Inhalt
Für den derben Gangster Albert Spica (Michael Gambon) gibt es nichts Besseres, als vor seinen Komplizen allabendlich in seinem Restaurant „Le Hollandais“ den Gourmet mit dem feinen Gaumen heraushängen zu lassen, der Stil schätzt. Die Selbstdarstellung hat aber nur wenig mit der Realität eines Mannes zu tun, der gegenüber seiner Frau Georgina (HelenMirren) keinen Anstand kennt und immer wieder als pöbelnder Proll im schönen Zwirn in Erscheinung tritt. Georgina fi ndet in der leidenschaftlichen Affäre zu Michael (Alan Howard), einem regelmäßigen Gast im Hollandais, einen Fluchtpunkt. Allerdings bleibt ihr Verhältnis nicht unbemerkt, sodass Albert alle Hebel in Bewegung setzt, um Michael in seine Finger zubekommen. Er will, dass der Nebenbuhler getötet wird und er droht, ihn anschließend zu verspeisen. Georgina und Michael können vorerst entkommen, aber Albert lässt nicht locker.
Kritik
Wer Der Koch, der Dieb, seine Frau und ihr Liebhaber gesehen hat, wird ihn nie wieder vergessen. Nicht einmal nur wegen der letzten zehn Minuten, in denen Regisseur und Drehbuchautor Peter Greenaway (Der Bauch des Architekten) sein groteskes Szenario auf den grausamen Höhepunkt treibt. Es ist vielmehr die Art und Weise, wie Greenaway, seines Zeichens nicht nur Filmschaffender, sondern auch Experimentalkünstler und Maler, dieses Kunstwerk in Szene setzt – und Kunstwerk darf an dieser Stelle wirklich wortwörtlich genommen zu werden. Man kommt kaum umher, Der Koch, der Dieb, seine Frau und ihr Liebhaber mit einem brachialen Gemälde, ähnlich jenem, welches sich programmatisch an der Wand des Nobelrestaurants Le Hollandais entdecken lässt: Das Festmahl der Offiziere des Sankt-Georgs-Schützengilde. Wer frisst, hat Macht, aber nicht zwangsläufig auch Wissen.

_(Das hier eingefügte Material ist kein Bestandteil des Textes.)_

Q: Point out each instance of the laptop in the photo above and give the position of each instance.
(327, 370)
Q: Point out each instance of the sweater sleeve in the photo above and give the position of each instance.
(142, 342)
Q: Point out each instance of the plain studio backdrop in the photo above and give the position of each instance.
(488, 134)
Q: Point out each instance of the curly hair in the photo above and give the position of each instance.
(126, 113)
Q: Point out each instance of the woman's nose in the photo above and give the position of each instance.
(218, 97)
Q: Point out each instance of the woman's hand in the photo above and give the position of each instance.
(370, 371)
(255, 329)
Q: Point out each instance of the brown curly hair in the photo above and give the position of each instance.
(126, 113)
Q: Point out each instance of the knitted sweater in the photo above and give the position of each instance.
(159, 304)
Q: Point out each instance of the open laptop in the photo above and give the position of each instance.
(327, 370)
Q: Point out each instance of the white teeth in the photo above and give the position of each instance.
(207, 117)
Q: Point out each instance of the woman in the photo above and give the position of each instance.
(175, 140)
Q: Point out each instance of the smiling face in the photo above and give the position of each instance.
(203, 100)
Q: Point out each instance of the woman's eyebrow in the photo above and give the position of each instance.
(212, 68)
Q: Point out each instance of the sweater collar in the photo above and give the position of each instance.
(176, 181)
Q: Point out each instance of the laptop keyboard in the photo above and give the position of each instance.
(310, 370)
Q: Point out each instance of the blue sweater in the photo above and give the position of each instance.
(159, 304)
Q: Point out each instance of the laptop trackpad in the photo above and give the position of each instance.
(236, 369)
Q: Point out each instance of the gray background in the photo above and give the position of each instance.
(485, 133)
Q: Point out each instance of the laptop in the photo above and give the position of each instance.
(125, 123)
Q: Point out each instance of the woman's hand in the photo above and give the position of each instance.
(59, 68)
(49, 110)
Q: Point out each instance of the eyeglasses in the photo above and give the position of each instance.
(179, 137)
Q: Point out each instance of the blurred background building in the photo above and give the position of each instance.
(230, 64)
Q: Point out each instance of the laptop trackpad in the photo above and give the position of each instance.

Genau darum dreht sich Der Koch, der Dieb, seine Frau und ihr Liebhaber dann auch über einen Zeitraum von knapp 120 Minuten. Das Sittengemälde, welches abfälligen bis angewiderten Bezug zum Thatcherismus aufbietet, begreift das Konzept des Kapitalismus als selbstzerfleischenden Akt der (Un-)Ordnung. Der zwar gut situierte, aber in seiner Derbheit vollkommen unkultivierte Gangster Gangster Albert Spica (Michael Gambon, Harry Potter und der Halbblutprinz) ist das Aushängeschild einer neuen, abstoßenden Elite. Sein Hang zur gehobenen Küche hat nicht mit Genuss, mit kulinarischer Bewandtnis zu tun. Es geht um Geld. Geld, welches ermöglicht, sich selbst zu mästen. Dass Richard (Richard Bohringer, Die letzte Metro), der hiesige Küchenchef des Le Hollandais, Alberts Unwissenheit ausnutzt, um ihm Dreck zu servieren, ist nur eine kleine Genugtuung für die Protagonisten und den Zuschauer.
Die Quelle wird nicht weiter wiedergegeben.